The span location has to fall in the memory block that the struct pvl* instance has been configured to manage upon calling pvl_init.

Confirming changes

Call pvl_commit(struct pvl*) to make libpvl persist the currently-marked spans.

Troubleshooting

Detecting leaks

Leaks in libpvl are changes that were not marked when commit was called. This is an issue when restoring state through libpvl as unmarked changes will not be persisted and therefore not restored.

To detect them provide a leak detection callback to pvl_init() and a mirror memory block of the same size as the main memory block. Upon calling pvl_commit() libpvl will scan the unmarked areas between the main memory block and the mirror and call the leak detection callback for any found leaks. The mirror block is kept up to date with the main block by pvl_commit().

Note that the leak detection will not report leaks that occur in a marked internal span. This is not an immediate problem as these leaks will be persisted and restored. See the section on tuning performance on how libpvl works internally.

Tuning performance

To achieve constant space complexity for pvl_mark() libpvl splits the main memory block into spans of equal size and uses a bitset to track dirty spans. When pvl_mark() is called it sets the dirty flag for each internal span than overlaps with the caller-provided span. If too few internal spans are used then the space efficiency of the persisted changed can be low. If too many internal spans are used that will increase the size of the pvl object and increase iteration times in pvl_commit().
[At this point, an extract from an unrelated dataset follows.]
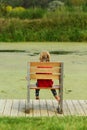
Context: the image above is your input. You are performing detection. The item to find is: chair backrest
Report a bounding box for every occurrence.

Comparison with other prevalence libraries

High-level prevalence libraries like Prevayler for Java and Madeleine for Ruby wrap changes to the persistent state through serialized command objects. Care is needed to avoid side effects and environment-dependent behavior like "get current timestamp" in commands. Libpvl operates on already-changed raw data and is not affected by this sort of issues. It is also faster by the virtue of doing less - it does not have to serialize/deserialize commands and apply them but just read and write data.

Caveats

Pointer care

If pointers are stored by libpvl they will later be restored as-is and might no longer be valid. It is best to avoid pointers in pvl-managed memory. Relative array offsets can be used instead for the same purpose within the managed memory.

Interoperability

The format that libpvl uses to persist changes is implementation-defined and not part of its contract. Always save and restore using the same libpvl version compiled for the same architecture using the same compiler and settings for maximum compatibility. If you application needs to upgraded and keep its data it might be best to export it in a regular format from the old version and import it back to libpvl-managed memory in the new version.